1. What is frequent pattern mining with relative support?

Frequent pattern mining aims to discover all interesting patterns in a transactional database that satisfy the user-specified minimum support (minSup) constraint. The minSup controls the minimum number of transactions that a pattern must cover in a database. Since only a single minSup is employed for the entire database, this technique implicitly assumes that all items in a database have uniform frequencies or similar occurrence behavior. However, this is seldom not the case in many real-world applications. In many applications, some items appear frequently in the data, while others occur rarely. If the frequencies of the items in a database vary a great deal, then finding frequent patterns with a single minSup leads to the following two problems:

This dillema is known as the ‘‘rare item problem.’’

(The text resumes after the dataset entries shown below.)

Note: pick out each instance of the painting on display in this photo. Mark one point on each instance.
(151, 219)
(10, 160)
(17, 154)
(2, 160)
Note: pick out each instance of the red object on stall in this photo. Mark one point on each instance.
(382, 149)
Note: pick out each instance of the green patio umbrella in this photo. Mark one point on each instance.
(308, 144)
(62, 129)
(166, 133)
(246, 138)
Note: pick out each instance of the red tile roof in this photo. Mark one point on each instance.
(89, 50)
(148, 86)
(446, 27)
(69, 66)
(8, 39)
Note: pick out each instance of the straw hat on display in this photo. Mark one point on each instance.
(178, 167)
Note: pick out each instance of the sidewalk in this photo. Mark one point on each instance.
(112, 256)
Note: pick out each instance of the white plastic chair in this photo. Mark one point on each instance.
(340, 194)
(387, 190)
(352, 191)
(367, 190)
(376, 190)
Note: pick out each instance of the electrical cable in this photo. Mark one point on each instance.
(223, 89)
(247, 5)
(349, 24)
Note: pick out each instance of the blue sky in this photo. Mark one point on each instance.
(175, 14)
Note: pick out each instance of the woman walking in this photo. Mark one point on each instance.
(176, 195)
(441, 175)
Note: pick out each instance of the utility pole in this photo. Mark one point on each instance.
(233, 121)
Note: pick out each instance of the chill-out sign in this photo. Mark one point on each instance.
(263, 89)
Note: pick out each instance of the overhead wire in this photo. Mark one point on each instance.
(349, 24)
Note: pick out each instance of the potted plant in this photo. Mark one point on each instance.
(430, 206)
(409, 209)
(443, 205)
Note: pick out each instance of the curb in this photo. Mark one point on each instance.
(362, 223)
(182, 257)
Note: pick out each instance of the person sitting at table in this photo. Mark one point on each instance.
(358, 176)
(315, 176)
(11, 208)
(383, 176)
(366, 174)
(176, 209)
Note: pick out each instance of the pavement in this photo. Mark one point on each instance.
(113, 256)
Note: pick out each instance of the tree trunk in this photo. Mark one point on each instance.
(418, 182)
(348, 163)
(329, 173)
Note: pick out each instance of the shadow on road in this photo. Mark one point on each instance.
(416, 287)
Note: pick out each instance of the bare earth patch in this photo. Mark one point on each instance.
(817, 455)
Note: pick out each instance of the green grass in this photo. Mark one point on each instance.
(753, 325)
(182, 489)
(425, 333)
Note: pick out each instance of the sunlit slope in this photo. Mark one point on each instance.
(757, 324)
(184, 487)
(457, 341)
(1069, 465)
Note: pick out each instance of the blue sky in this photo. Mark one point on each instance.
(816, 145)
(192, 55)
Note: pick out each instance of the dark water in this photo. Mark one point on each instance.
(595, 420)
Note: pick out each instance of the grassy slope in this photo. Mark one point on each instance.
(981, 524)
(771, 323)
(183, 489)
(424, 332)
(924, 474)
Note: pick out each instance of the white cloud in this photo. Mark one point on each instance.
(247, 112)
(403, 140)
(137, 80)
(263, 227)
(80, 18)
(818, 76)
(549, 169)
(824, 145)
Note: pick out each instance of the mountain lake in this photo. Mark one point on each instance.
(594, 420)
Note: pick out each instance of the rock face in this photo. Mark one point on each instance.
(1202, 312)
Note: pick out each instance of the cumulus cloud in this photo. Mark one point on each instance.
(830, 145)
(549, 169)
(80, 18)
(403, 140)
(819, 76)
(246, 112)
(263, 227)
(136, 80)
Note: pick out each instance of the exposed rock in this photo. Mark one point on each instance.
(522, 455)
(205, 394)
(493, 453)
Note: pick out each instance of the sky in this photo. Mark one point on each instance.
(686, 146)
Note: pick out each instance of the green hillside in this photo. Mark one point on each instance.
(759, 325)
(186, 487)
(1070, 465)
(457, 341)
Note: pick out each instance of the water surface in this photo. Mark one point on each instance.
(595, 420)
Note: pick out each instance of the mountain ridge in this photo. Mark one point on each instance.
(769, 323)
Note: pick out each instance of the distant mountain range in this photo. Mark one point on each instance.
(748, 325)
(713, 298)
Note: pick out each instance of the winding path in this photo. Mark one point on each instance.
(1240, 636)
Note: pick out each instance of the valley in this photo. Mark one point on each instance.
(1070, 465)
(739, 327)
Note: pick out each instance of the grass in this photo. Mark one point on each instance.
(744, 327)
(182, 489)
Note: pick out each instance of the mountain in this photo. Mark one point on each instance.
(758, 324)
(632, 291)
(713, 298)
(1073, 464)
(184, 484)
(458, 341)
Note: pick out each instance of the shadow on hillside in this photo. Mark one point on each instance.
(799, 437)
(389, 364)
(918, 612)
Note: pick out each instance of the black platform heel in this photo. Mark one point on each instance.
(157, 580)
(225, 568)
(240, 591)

When confronted with the above problem in the real-world applications, researchers tried to tackle it by finding frequent patterns using other measures, such as relative support. According to this extended model of frequent pattern, a pattern is said to be frequent if its support no less than the user-specified minimum support (minSup) constraint and relative support no less than the user-specified minimum relative support (minRSup). The minSup controls the minimum number of transactions that a pattern must appear in a database. minRSup is the conditional minimum support calculated as ratio of pattern support to the minimum support of all items in pattern.

References :

2. What is a transactional database?

A transactional database is a collection of transactions, where each transaction contains a transaction-identifier and a set of items.
A hypothetical transactional database containing the items a, b, c, d, e, f, and g as shown below

tid Transactions
1 a b c g
2 b c d e
3 a b c d
4 a c d f
5 a b c d g
6 c d e f
7 a b c d
8 a e f
9 a b c d
10 b c d e

Note: Duplicate items must not exist in a transaction.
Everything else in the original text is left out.